Mr. Robert Palitz, Managing Director of Kasapa, on Thursday told the Ghana News Agency that the implementation of Mobile Number Portability (MNP) was long overdue.
In a written answer to a questionnaire on the readiness of telecom operators for MNP, he said the underlying legal basis for the service had been in place since 2004, and “we believe this momentum is long overdue”.
Mr Haruna Iddrisu, Minister of Communications, during his vetting assured the Parliamentary Appointments Committee of his commitment to MNP.
The National Communications Authority Act, Act 769 2008, empowers the NCA to mandate service providers to implement MNP.
“We have heard the recent comments from the new Minister of Communications and the NCA, and we are encouraged,” Mr Palitz said.
He, however, suggested that for a starter, the Minister should require a concise and meaningful report from NCA with a firm deadline.

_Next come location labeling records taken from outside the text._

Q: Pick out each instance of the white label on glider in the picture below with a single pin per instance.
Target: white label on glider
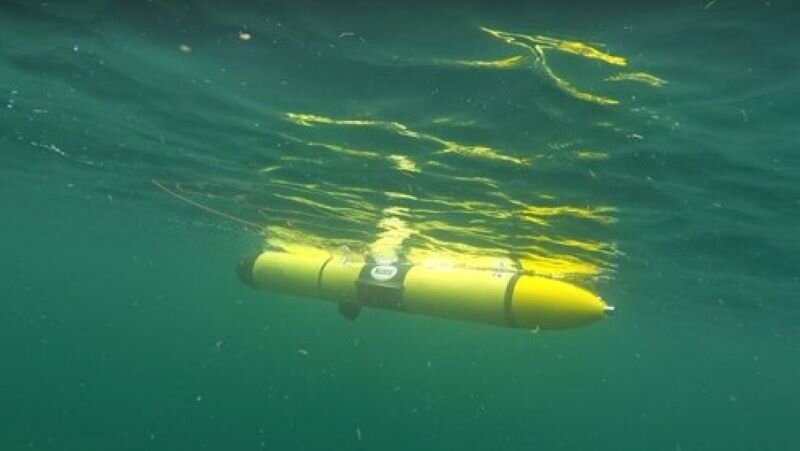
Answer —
(383, 273)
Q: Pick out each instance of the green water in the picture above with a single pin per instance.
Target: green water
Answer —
(124, 325)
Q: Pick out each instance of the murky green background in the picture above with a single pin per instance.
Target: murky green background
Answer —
(124, 325)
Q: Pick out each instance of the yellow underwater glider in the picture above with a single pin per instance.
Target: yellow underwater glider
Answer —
(503, 296)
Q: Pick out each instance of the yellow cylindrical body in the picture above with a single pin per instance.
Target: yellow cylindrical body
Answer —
(502, 298)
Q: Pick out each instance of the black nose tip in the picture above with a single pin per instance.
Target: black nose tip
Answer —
(245, 269)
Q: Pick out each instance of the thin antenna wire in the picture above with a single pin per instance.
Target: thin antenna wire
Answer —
(206, 208)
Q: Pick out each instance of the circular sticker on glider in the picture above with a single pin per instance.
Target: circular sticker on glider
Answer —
(383, 273)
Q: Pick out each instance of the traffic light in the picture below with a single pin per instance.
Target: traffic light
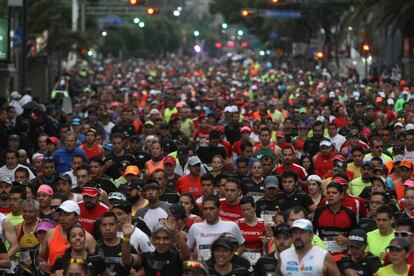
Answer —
(152, 11)
(247, 13)
(136, 2)
(319, 55)
(366, 49)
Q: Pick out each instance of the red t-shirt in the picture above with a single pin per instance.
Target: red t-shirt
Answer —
(230, 212)
(253, 234)
(88, 217)
(188, 184)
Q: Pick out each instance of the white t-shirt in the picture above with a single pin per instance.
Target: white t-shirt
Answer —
(139, 240)
(4, 171)
(154, 216)
(201, 235)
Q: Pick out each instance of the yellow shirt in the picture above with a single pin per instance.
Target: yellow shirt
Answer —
(389, 271)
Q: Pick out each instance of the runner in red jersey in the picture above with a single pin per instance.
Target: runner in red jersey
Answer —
(323, 160)
(91, 208)
(255, 231)
(90, 147)
(288, 155)
(230, 205)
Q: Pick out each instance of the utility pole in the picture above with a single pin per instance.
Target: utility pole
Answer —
(23, 60)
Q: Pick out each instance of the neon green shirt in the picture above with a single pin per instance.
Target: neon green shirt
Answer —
(378, 243)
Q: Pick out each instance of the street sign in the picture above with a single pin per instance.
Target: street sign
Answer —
(4, 39)
(283, 14)
(111, 20)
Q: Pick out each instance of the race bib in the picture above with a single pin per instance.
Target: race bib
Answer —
(267, 216)
(204, 252)
(252, 256)
(332, 246)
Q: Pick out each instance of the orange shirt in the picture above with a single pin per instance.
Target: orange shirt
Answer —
(188, 184)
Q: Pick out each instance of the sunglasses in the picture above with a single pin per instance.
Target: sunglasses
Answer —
(402, 234)
(77, 261)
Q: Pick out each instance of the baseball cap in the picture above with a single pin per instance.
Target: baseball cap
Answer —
(53, 140)
(398, 124)
(246, 129)
(406, 164)
(76, 121)
(124, 206)
(149, 185)
(195, 266)
(222, 242)
(282, 229)
(178, 211)
(90, 191)
(6, 179)
(169, 160)
(136, 184)
(194, 160)
(117, 196)
(303, 224)
(64, 177)
(367, 163)
(45, 225)
(315, 178)
(399, 243)
(37, 156)
(132, 170)
(70, 206)
(45, 189)
(357, 238)
(271, 182)
(325, 143)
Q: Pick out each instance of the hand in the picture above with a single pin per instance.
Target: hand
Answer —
(341, 239)
(128, 229)
(44, 267)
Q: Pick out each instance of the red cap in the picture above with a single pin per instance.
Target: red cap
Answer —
(169, 160)
(340, 180)
(220, 128)
(90, 191)
(53, 140)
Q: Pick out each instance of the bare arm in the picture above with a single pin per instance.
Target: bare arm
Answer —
(5, 260)
(11, 237)
(330, 267)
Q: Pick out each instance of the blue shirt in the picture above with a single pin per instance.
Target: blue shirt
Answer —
(63, 159)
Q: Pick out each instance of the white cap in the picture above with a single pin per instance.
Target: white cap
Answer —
(194, 160)
(398, 124)
(315, 178)
(325, 143)
(154, 112)
(228, 109)
(70, 206)
(390, 102)
(303, 224)
(409, 127)
(15, 95)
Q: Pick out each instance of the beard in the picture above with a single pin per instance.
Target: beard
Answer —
(133, 199)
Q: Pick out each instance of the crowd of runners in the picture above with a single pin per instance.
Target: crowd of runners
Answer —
(231, 166)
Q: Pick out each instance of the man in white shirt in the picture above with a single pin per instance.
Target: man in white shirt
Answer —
(201, 235)
(337, 139)
(12, 164)
(139, 240)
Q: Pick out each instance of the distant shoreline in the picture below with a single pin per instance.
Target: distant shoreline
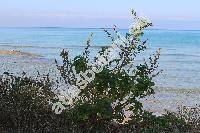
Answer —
(18, 53)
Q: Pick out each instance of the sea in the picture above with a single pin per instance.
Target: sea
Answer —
(180, 49)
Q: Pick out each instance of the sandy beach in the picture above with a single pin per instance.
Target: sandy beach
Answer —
(164, 99)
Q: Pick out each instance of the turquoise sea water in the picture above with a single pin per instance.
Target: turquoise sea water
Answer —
(180, 55)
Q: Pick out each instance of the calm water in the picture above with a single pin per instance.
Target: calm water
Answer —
(180, 58)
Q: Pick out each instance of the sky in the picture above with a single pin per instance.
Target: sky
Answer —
(165, 14)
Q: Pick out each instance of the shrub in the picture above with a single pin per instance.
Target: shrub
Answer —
(106, 95)
(24, 104)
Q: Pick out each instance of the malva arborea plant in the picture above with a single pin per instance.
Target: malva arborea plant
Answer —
(105, 87)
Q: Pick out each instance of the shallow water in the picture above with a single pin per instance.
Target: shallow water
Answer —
(180, 55)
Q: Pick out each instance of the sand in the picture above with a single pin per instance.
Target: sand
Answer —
(164, 98)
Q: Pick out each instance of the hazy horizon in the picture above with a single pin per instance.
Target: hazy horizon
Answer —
(178, 15)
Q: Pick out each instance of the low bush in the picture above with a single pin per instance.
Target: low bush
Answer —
(103, 93)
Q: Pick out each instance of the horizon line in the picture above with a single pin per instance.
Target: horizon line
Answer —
(61, 27)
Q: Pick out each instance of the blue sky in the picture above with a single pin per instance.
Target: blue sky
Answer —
(167, 14)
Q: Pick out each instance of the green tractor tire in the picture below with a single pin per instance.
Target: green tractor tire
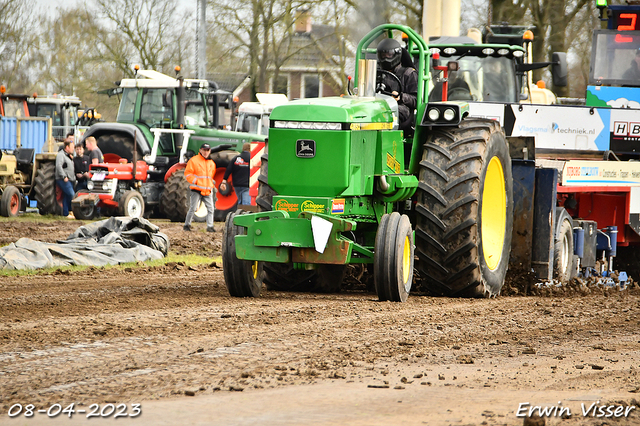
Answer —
(464, 211)
(46, 193)
(283, 276)
(393, 258)
(243, 278)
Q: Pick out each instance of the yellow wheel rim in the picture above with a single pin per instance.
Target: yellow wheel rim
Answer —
(254, 269)
(494, 214)
(406, 259)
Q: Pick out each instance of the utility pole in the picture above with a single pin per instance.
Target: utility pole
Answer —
(440, 18)
(201, 40)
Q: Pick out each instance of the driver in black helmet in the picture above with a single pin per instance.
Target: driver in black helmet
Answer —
(390, 59)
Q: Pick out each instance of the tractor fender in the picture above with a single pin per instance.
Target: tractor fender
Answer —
(173, 169)
(130, 130)
(561, 214)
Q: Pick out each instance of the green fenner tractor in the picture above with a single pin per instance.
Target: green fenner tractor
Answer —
(341, 185)
(154, 101)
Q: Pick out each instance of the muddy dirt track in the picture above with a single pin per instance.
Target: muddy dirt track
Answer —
(169, 337)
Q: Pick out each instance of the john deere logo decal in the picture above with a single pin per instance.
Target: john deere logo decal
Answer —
(310, 206)
(305, 148)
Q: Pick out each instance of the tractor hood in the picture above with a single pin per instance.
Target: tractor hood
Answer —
(343, 110)
(326, 147)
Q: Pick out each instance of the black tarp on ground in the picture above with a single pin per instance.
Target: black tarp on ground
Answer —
(108, 242)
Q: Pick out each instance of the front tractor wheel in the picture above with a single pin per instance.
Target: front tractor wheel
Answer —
(10, 203)
(563, 261)
(393, 258)
(131, 204)
(243, 278)
(464, 211)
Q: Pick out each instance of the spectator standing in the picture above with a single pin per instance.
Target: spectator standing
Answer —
(93, 152)
(81, 168)
(238, 168)
(65, 176)
(199, 173)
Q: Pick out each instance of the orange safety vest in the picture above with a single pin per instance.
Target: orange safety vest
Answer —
(199, 173)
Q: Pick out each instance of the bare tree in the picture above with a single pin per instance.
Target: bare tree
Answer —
(18, 32)
(144, 32)
(255, 27)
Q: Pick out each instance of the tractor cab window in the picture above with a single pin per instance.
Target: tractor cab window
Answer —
(488, 79)
(49, 111)
(194, 114)
(615, 58)
(127, 109)
(155, 107)
(71, 115)
(14, 108)
(249, 123)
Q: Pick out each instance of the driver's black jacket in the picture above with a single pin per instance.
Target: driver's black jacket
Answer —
(409, 92)
(409, 79)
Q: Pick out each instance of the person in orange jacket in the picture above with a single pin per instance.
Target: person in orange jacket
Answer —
(199, 173)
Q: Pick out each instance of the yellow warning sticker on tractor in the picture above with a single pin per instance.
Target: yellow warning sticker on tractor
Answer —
(392, 163)
(284, 205)
(310, 206)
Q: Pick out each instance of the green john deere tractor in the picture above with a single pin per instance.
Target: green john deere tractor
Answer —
(340, 185)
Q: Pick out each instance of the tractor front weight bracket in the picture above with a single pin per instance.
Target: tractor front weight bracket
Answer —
(275, 236)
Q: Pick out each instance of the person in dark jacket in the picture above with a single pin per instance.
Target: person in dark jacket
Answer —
(93, 152)
(81, 168)
(65, 176)
(389, 59)
(239, 168)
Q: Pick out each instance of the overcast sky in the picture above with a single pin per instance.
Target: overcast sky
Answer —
(52, 4)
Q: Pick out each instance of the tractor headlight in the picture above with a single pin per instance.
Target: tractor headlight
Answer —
(108, 184)
(449, 114)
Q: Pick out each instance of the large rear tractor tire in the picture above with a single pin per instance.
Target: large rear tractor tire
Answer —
(464, 212)
(119, 145)
(47, 195)
(10, 202)
(131, 204)
(393, 258)
(243, 278)
(563, 259)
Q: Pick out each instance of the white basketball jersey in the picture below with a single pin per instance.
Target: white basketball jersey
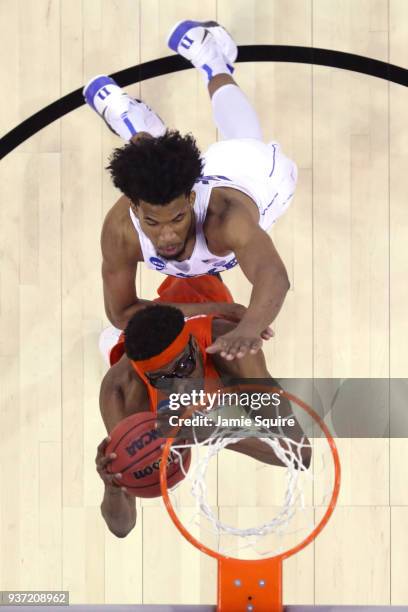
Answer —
(260, 171)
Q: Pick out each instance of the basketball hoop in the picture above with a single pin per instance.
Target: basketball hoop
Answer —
(256, 584)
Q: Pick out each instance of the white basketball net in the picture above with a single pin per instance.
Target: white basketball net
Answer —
(290, 455)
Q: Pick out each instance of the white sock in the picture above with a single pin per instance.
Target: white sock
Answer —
(127, 117)
(234, 116)
(214, 66)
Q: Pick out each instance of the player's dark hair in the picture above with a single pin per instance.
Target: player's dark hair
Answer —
(156, 170)
(152, 330)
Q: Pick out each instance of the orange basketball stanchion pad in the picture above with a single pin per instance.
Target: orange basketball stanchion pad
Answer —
(242, 584)
(267, 596)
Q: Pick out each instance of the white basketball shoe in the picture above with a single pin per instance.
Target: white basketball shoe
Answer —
(206, 44)
(124, 115)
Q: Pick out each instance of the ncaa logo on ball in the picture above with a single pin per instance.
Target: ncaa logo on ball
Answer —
(144, 440)
(155, 466)
(159, 264)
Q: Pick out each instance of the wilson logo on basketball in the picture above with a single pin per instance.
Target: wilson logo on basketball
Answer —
(144, 440)
(155, 466)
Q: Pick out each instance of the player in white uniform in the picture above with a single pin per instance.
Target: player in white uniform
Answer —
(185, 215)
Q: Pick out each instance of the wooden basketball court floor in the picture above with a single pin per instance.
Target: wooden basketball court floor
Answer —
(343, 241)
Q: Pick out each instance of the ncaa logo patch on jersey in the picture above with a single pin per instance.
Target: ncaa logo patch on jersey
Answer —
(159, 264)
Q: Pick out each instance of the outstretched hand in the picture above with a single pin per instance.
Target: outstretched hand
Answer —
(239, 342)
(102, 461)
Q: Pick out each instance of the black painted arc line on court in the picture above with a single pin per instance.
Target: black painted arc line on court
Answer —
(175, 63)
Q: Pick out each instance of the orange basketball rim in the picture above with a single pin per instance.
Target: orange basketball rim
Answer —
(253, 585)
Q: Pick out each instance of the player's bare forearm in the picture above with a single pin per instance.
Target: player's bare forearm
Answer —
(231, 311)
(268, 294)
(119, 511)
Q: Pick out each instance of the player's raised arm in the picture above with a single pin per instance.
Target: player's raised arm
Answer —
(263, 267)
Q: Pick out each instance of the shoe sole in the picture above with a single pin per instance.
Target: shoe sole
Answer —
(177, 33)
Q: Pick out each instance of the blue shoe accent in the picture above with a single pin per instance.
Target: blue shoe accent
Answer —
(208, 70)
(177, 34)
(129, 125)
(95, 86)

He recalled the implementation of the stolen phone blocking regulation, saying that “the amount of time it took to implement stolen phone blocking was shameful and that sort of process should not be tolerated in the case of MNP”.
Mr Palitz, however, noted that implementing MNP required a lot of decisions in the legal, technical and financial areas, saying that while a wide consultation was necessary, it was important for the Ministry and the NCA to keep in mind whose interest they were protecting.
He said the decisions in the public interest needed to be made and implemented quickly, adding that Ghana needed to follow the MNP systems that had succeeded, learn from those which had failed and not waste time reinventing the wheel.
“It is incredibly obvious that an MNP port must be led by the recipient network, which is the network the customer has come to and wants to bring his number to. Donor porting is a way to kill the baby in its crib,” he suggested.
On the question of Kasapa's preparedness for MNP he said the installation of Kasapa's all Internet Protocol (all-IP) network was well underway, as well as that of their back office systems, adding that the addition of various servers and software to handle MNP should not be a problem for Kasapa.
He said Kasapa, like all other network operators, would do what was necessary to ensure they had a net gain of customers who chose to change networks.
“Certainly when Ghanaians are able to break the chains that bind them to networks with which they are not satisfied, the entire country will benefit, including Kasapa,” he said.